With just one in five of the interns finding a proper job with their companies after their placement, the initiative has been dogged with accusations of exploitation and seen as an exercise more aimed at keeping 11,000 people off the live register than providing an effective way out of the youth unemployment crisis.

It would seem the only way out remains Ryanair, and while even Michael O’Leary has not, so far, followed through on his infamous idea to make people pay for using the toilets on his flights, Environment Minister Phil Hogan is already well ahead of him on that one and will be imposing household water charging from the end of next year.

This will be part of the stealth bomber budget payload to hit families at various points over the next 12 months which has already been primed by Michael Noonan, but will not explode until least expected.

January will arrive with a killer chill as cuts in child benefit, the first full year property tax demands and spikes in PRSI unveiled in last year’s budget will kick-in.

The cut in maternity benefit, which in an Orwellian twist was dressed up as the neutral sounding “standardisation”, will mean many women see their payments slashed in half when coupled with the move to tax the allowance in the New Year.

Coalition TDs are breathing sighs of relief that they have not been hit by the wave of public anger that greeted the previous six straight austerity Budgets.

It is a telling sign of the times we live in and the poverty of the political class that they judge pummelled-down public apathy to be some sort of victory for the system.

Labour are being particularly smug about the budget just because they managed to avoid the complete humiliation meted out to them by the Blueshirts last time around.

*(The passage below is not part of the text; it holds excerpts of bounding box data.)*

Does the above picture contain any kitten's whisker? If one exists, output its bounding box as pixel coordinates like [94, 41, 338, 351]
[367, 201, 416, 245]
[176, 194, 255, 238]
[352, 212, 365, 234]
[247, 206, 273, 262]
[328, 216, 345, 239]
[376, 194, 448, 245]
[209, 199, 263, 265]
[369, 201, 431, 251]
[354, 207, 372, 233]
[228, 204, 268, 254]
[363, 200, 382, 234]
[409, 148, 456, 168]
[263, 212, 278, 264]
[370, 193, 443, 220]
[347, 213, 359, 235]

And while Ms Burton did well to keep most of the core payments and pensioner package intact, a senior Government official defending the abolition of the €850 bereavement grant because grieving families use it as “beer money” shows a worrying disconnect with people’s lives.

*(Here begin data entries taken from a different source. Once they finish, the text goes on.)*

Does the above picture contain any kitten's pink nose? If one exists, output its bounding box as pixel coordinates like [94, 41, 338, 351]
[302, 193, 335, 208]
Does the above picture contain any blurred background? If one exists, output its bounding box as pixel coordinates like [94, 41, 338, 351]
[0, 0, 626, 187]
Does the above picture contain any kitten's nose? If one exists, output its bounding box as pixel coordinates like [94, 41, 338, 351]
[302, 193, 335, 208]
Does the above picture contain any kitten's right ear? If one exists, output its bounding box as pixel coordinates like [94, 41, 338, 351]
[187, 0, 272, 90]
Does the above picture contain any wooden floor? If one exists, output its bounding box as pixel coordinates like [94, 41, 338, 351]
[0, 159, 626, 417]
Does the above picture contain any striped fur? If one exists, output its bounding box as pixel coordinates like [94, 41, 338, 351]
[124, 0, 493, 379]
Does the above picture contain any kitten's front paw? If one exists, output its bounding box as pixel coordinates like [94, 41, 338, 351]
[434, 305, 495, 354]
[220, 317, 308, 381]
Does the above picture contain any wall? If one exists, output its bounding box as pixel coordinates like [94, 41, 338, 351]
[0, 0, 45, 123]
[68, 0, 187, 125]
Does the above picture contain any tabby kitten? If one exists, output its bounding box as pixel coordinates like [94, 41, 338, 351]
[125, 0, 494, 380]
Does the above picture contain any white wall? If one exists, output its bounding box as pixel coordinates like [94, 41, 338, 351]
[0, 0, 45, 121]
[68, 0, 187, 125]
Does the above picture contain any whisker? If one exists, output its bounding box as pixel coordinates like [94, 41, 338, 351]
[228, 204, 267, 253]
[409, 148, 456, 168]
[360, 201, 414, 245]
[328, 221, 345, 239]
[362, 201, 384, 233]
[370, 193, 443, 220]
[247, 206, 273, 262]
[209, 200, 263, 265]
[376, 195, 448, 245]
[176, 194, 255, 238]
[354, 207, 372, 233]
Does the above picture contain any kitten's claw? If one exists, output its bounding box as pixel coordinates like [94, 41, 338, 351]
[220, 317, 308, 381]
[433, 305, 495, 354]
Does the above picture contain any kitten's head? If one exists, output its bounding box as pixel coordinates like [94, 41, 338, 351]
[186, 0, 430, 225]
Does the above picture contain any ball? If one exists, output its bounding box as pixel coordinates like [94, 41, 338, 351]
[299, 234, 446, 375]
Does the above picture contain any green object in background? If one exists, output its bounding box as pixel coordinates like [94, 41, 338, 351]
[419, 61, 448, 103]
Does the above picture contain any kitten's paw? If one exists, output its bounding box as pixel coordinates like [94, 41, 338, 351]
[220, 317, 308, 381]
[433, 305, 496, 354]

Those welfare wins have gone by largely unnoticed and will prove a false positive for the party with the electorate.

Only welfare cuts or rises excite public interest, keeping things steady will not resonate, and will not impact on the Labour’s dismal poll showing. A poll rating that is looking dangerously like a death rattle — so it is a pity they won’t be able to get some “beer money” from the State if they do end up in a shallow political grave like the previous Slump Coalition casualties the PDs and Greens.

Labour’s other big push to bring-in free GP care for the under fives is already beginning to unravel and look like it might be more trouble than it’s worth as 155,000 cards are snatched away from others to help pay for it.

The State, in the form of the army, rushed to rescue the ministers trapped in the lift on budget day.

But, to those ministers’ shame, the young unemployed remain trapped with no hope of a lift from the State.